Given an array of non-negative integers nums, you are initially positioned at the first index of the array.

Each element in the array represents your maximum jump length at that position.

Determine if you are able to reach the last index.

Example 1

nums = [2,3,1,1,4]

Output: true

Explanation: Jump 1 step from index 0 to 1, then 3 steps to the last index.

Example 2

nums = [3,2,1,0,4]

Output: false

Explanation: You will always arrive at index 3 no matter what. Its maximum jump length is 0, which makes it impossible to reach the last index.

Steps

The key idea is to track the furthest reachable index using a greedy approach. We iterate through the array, and for each index, we update the furthest reachable index. If the furthest reachable index ever reaches or exceeds the last index, we know we can reach the end. Otherwise, if we reach an index where the furthest reachable index is less than the current index, it means we can't reach the end.

Explanation

1. Initialization: We start with furthest set to 0, representing the furthest index we can reach initially.

2. Iteration: We iterate through the nums array.

3. Update furthest: For each index i, we calculate the maximum reachable index from that position: i + nums[i]. We update furthest to be the maximum of the current furthest and the newly calculated reachable index.

4. Check Reachability: After each iteration, we check if furthest is greater than or equal to the last index of the array. If it is, we can reach the end, so we return True.

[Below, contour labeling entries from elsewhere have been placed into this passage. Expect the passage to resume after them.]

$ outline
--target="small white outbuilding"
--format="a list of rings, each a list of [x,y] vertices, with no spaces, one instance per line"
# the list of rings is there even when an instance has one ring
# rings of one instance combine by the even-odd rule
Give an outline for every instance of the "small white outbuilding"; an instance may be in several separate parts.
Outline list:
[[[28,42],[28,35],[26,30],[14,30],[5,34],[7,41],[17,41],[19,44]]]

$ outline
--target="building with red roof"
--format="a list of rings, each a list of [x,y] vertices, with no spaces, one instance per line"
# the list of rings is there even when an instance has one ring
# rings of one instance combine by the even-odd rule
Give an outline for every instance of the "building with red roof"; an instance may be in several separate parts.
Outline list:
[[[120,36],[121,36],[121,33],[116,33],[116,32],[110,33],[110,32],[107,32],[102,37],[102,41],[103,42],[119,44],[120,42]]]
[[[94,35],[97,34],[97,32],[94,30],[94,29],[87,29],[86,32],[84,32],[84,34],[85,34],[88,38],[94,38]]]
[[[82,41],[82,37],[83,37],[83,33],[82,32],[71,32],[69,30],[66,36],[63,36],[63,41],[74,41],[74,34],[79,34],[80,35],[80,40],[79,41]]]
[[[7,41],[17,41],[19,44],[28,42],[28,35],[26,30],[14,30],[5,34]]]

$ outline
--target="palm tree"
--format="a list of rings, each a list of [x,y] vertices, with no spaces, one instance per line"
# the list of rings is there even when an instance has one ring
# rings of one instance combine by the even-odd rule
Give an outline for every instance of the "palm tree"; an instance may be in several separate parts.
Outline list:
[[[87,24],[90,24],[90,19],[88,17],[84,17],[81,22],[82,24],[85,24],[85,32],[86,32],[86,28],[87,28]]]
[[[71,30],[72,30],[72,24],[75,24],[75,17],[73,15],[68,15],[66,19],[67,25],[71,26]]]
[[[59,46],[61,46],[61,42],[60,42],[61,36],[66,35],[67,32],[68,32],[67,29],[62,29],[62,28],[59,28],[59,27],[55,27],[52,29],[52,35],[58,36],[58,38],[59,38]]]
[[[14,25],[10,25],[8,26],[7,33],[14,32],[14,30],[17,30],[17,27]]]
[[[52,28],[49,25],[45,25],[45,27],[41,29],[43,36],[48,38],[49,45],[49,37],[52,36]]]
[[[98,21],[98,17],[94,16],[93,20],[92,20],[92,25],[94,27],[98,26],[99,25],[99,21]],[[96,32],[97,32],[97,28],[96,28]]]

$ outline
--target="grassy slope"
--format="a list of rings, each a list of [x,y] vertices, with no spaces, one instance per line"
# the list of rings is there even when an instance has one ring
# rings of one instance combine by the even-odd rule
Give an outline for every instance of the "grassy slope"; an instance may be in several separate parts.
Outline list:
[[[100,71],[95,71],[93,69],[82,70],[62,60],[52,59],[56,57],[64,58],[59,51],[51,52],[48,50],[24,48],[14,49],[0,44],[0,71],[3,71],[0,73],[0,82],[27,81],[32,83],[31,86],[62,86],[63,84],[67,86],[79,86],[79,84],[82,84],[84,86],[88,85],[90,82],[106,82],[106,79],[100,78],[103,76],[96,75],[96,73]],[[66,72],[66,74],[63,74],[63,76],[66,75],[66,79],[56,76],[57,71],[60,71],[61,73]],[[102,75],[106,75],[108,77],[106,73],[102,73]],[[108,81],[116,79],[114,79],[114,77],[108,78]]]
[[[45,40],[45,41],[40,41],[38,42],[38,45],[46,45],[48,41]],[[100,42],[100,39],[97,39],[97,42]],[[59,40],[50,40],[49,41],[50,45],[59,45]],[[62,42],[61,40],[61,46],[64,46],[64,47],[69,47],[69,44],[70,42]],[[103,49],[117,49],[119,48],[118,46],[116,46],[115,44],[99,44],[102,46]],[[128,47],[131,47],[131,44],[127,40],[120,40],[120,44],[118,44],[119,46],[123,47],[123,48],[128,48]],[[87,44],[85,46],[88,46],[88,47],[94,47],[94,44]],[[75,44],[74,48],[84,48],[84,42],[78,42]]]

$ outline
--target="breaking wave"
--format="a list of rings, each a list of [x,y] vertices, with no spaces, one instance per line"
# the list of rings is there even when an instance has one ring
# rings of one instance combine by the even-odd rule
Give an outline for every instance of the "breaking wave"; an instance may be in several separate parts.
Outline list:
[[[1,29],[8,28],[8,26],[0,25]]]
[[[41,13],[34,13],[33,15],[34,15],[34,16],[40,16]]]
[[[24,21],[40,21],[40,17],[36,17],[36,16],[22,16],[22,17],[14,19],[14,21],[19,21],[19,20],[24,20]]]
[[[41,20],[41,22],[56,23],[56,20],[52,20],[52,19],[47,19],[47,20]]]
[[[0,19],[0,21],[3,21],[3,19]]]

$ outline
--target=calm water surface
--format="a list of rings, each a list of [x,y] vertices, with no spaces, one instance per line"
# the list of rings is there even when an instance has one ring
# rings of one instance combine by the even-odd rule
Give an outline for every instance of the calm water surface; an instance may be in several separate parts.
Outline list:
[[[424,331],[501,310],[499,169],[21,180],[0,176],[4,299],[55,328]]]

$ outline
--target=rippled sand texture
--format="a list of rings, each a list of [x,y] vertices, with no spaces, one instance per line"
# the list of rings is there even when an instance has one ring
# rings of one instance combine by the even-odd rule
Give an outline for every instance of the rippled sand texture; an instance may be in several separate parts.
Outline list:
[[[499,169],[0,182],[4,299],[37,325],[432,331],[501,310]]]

5. Unreachable: If we complete the iteration and furthest is still less than the last index, it means we cannot reach the end, so we return False.

Code

def canJump(nums):
    """
    Determines if it's possible to reach the last index of an array given jump lengths.

    Args:
        nums: A list of non-negative integers representing maximum jump lengths.

    Returns:
        True if the last index is reachable, False otherwise.
    """
    n = len(nums)
    furthest = 0  # Furthest reachable index

    for i in range(n):
        furthest = max(furthest, i + nums[i])  # Update furthest reachable index
        if furthest >= n - 1:  # Check if last index is reachable
            return True
        if furthest <= i: #If we cannot reach beyond the current index, it is impossible to reach the end.
            return False

    return False  # Last index is not reachable

Complexity

• Time Complexity: O(n), where n is the length of the nums array. We iterate through the array once.
• Space Complexity: O(1). We use only a few constant extra variables.